APA-Addis-Abeba - L’ONU a appelé les pays africains à investir dans la recherche-développement afin de réaliser sur le continent la croissance et le développement nécessaires, a appris APA mardi dans la capitale éthiopienne.

La Commission économique des Nations Unies pour l’Afrique (CEA) qui organise actuellement un forum régional sur les technologies de l’information et de le Communication (TIC) à Addis-Abeba, a révélé que l’Afrique investit très peu dans la recherche, appelant à un changement rapide de cette situation.


« Les emplois dans le secteur des services liés à la connaissance ont augmenté de 31% en Europe en 2005 contre seulement moins de 14 % dans les autres services. L’Afrique doit revoir et s’occuper de l’expertise et des compétences de base qui existent sur le continent si elle veut profiter des avantages de l’économie du savoir », a déclaré Abdoulie Janneh, le Secrétaire Exécutif de la CEA.

Il a indiqué qu’en 2005, plus de 40 % de la main d’œuvre européenne travaillait dans les industries basées sur la connaissance, alors que leurs collègues d’Afrique sont encore très loin de pouvoir tirer profit de ce secteur.

« Le danger pour l’Afrique, c’est qu’elle risque de perdre sa main d’œuvre hautement qualifiée, par le biais de la fuite des cerveaux vers les pays qui ont déjà une grande avance dans les industries de la connaissance et qui recherchent toujours plus de travailleurs qualifiés et à un coût relativement moindre », a estimé M. Janneh.

Il par ailleurs indiqué qu’il y avait dans ce domaine une masse critique de spécialistes africains de la diaspora alors que le continent continuait à souffrir de la fuite des cerveaux.

« Si cette tendance se poursuit, l’Afrique partirait à nouveau avec un gros désavantage, avec un chômage exacerbé et une réduction de la capacité de ses ressources humaines à soutenir valablement les entreprises locales basées sur la connaissance », a t-il averti.

Le secrétaire exécutif de la CEA a fait savoir que pour éviter une fuite continuelle des cerveaux, « les pays africains doivent créer les moyens par lesquels ils peuvent utiliser leur main d’œuvre qualifiée et trouver des moyens de recycler la main d’œuvre existante pour l’adapter aux nouveaux défis ».

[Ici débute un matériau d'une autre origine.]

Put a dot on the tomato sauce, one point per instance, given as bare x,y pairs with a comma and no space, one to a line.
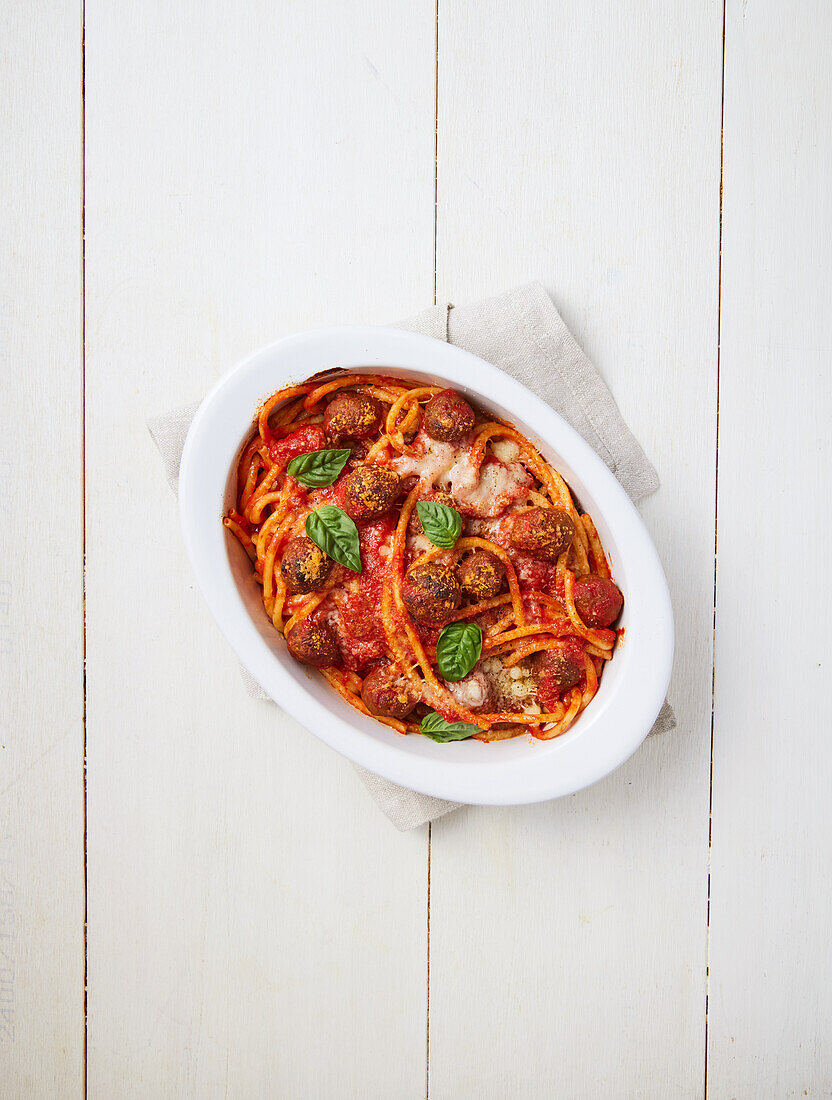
360,630
308,438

Selon le Rapport 2004 sur l’Afrique du Forum économique mondial, l’indice de technologie place l’Afrique du Sud en tête, suivie par l’Ile Maurice, la Tunisie et le Botswana sur 25 pays, alors que le Kenya et l’Ouganda viennent en 8ème et 10ème position respectivement en ce qui concerne le niveau de pénétration de la technologie dans l’économie.

« En consacrant 3 % de son PIB à la recherche, la Corée du Sud a pu réaliser une série d’avancées fulgurantes dans le domaine des technologies de l’information. L’investissement dans la recherche s’était alors traduite par un niveau élevé de brevetage et des avantages technologiques avec des ventes à l’étranger de matériels électroniques dépassant 100 milliards de dollars au début de l’année 2006 », a ajouté M. Janneh qui demande à l’Afrique de s’inspirer de cette expérience.